As the second most widely used artificial lift method in the petroleum industry, electrical submersible pumps (ESPs) maintain or increase flow rates by converting the kinetic energy to hydraulic pressure. As oilfields age, water is invariably produced with crude oil. The increase of water cut generates oil‐water emulsions due to the high-shearing effects inside a rotating ESP. Emulsions can be stabilized by natural surfactants or fine solids existing in the reservoir fluids. The formation of emulsions during oil production creates a high viscous mixture, resulting in costly problems and flow assurance issues, such as increasing pressure drop and reducing production rates. This paper, for the first time, proposes a new rheology model to predict the oil‐water emulsion effective viscosities and establishes a link of fluid rheology and its effect with the stage pressure increment of ESPs.
Based on Brinkman's (1952) correlation, a new rheology model, accounting for ESP rotational speed, stage number, fluid properties, and so on, is developed, which can also predict the phase inversion in oil‐water emulsions. For the new mechanistic model to calculate ESP boosting pressure, a conceptual best-match flow rate (QBM) is introduced. QBM corresponds to the flow rate whose direction at the ESP impeller outlet matches the designed flow direction. Induced by the liquid flow rates changing, various pressure losses can be derived from QBM, including recirculation losses, and losses due to friction, leakage, sudden change of flow directions, and so on. Incorporating the new rheology model into the mechanistic model, the ESP boosting pressure under oil‐water emulsion flow can be calculated.

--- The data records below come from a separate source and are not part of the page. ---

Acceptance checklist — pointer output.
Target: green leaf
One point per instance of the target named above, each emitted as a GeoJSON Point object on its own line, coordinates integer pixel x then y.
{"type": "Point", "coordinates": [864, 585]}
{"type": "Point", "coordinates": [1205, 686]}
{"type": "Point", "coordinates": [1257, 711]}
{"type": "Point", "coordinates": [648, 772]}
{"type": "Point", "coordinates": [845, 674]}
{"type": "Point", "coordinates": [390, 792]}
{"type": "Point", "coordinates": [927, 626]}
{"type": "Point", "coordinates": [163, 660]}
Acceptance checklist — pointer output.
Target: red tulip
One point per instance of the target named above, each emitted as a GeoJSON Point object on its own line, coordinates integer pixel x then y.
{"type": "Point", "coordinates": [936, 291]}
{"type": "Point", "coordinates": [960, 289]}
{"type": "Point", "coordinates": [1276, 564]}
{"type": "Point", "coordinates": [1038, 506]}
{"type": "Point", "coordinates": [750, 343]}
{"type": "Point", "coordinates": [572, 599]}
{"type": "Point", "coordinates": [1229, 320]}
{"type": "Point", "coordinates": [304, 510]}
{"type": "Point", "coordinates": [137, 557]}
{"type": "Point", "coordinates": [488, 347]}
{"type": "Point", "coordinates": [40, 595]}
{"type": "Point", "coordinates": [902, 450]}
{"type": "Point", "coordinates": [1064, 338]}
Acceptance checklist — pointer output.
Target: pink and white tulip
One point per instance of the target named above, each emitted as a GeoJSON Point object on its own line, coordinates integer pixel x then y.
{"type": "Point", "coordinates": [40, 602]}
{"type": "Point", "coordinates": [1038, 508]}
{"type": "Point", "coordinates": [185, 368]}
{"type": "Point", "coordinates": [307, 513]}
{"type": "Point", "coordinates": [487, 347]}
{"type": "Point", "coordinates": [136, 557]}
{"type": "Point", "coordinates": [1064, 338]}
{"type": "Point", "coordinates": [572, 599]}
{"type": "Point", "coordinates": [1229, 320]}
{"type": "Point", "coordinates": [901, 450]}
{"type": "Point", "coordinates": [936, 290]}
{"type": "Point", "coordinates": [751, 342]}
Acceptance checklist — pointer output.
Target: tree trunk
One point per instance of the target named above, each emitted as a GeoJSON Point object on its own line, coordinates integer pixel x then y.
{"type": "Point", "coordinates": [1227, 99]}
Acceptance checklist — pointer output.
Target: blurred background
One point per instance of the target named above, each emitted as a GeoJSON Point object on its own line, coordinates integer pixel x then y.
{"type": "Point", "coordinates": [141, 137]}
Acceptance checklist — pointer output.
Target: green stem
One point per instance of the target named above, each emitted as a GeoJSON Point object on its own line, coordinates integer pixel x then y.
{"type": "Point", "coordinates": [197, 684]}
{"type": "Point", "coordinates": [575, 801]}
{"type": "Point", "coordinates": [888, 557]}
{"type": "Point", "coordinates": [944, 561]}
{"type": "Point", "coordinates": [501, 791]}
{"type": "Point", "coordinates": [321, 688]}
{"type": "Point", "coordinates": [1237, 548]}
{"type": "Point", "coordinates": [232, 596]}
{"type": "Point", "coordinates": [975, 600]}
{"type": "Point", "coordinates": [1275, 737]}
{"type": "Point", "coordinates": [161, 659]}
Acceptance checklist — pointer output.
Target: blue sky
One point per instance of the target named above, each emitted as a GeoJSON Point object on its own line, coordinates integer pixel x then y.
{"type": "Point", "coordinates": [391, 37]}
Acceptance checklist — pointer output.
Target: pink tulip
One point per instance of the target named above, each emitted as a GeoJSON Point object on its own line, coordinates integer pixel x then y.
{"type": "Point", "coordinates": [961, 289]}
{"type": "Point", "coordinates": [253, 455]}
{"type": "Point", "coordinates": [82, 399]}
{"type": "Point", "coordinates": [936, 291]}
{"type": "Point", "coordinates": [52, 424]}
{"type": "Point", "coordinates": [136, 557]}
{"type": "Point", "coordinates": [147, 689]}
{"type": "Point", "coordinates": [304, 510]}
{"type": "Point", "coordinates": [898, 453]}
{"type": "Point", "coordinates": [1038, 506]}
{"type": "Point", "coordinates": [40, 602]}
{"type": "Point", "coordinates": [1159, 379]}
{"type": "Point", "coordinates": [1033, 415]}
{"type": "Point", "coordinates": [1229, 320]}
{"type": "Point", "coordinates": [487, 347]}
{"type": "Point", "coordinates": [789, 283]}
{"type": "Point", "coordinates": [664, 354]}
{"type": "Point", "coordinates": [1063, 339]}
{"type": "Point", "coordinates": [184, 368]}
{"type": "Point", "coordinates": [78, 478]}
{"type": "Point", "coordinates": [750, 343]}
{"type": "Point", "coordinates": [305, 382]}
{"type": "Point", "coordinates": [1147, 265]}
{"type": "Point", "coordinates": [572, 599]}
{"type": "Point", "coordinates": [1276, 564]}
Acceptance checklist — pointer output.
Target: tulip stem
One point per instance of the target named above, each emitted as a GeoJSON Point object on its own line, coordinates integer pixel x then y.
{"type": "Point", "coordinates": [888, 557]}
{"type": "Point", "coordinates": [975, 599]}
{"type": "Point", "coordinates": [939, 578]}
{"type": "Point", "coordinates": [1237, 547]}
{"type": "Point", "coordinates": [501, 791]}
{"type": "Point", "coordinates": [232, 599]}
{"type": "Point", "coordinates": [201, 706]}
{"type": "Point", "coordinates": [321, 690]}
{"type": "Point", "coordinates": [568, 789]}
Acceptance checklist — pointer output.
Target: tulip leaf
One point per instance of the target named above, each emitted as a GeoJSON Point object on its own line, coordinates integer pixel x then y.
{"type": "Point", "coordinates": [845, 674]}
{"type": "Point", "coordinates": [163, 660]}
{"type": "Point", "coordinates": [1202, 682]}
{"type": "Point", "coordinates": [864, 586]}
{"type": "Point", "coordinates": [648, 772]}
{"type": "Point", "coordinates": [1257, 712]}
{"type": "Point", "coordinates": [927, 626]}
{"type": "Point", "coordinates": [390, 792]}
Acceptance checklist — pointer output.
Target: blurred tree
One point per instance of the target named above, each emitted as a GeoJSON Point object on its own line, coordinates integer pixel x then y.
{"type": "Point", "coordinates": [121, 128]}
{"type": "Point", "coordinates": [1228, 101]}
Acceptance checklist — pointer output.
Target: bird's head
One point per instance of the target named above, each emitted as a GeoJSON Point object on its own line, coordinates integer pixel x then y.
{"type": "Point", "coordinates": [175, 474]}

To validate the proposed model, the experimental data from two different types of ESPs were compared with the model predictions in terms of ESP boosting pressure. Under both high-viscositysingle-phase fluid flow and oil‐water emulsion flow, the model predicted ESP pressure increment matches the experimental measurements well. From medium to high flow rates with varying oil viscosities and water cuts, the prediction error is less than 15%.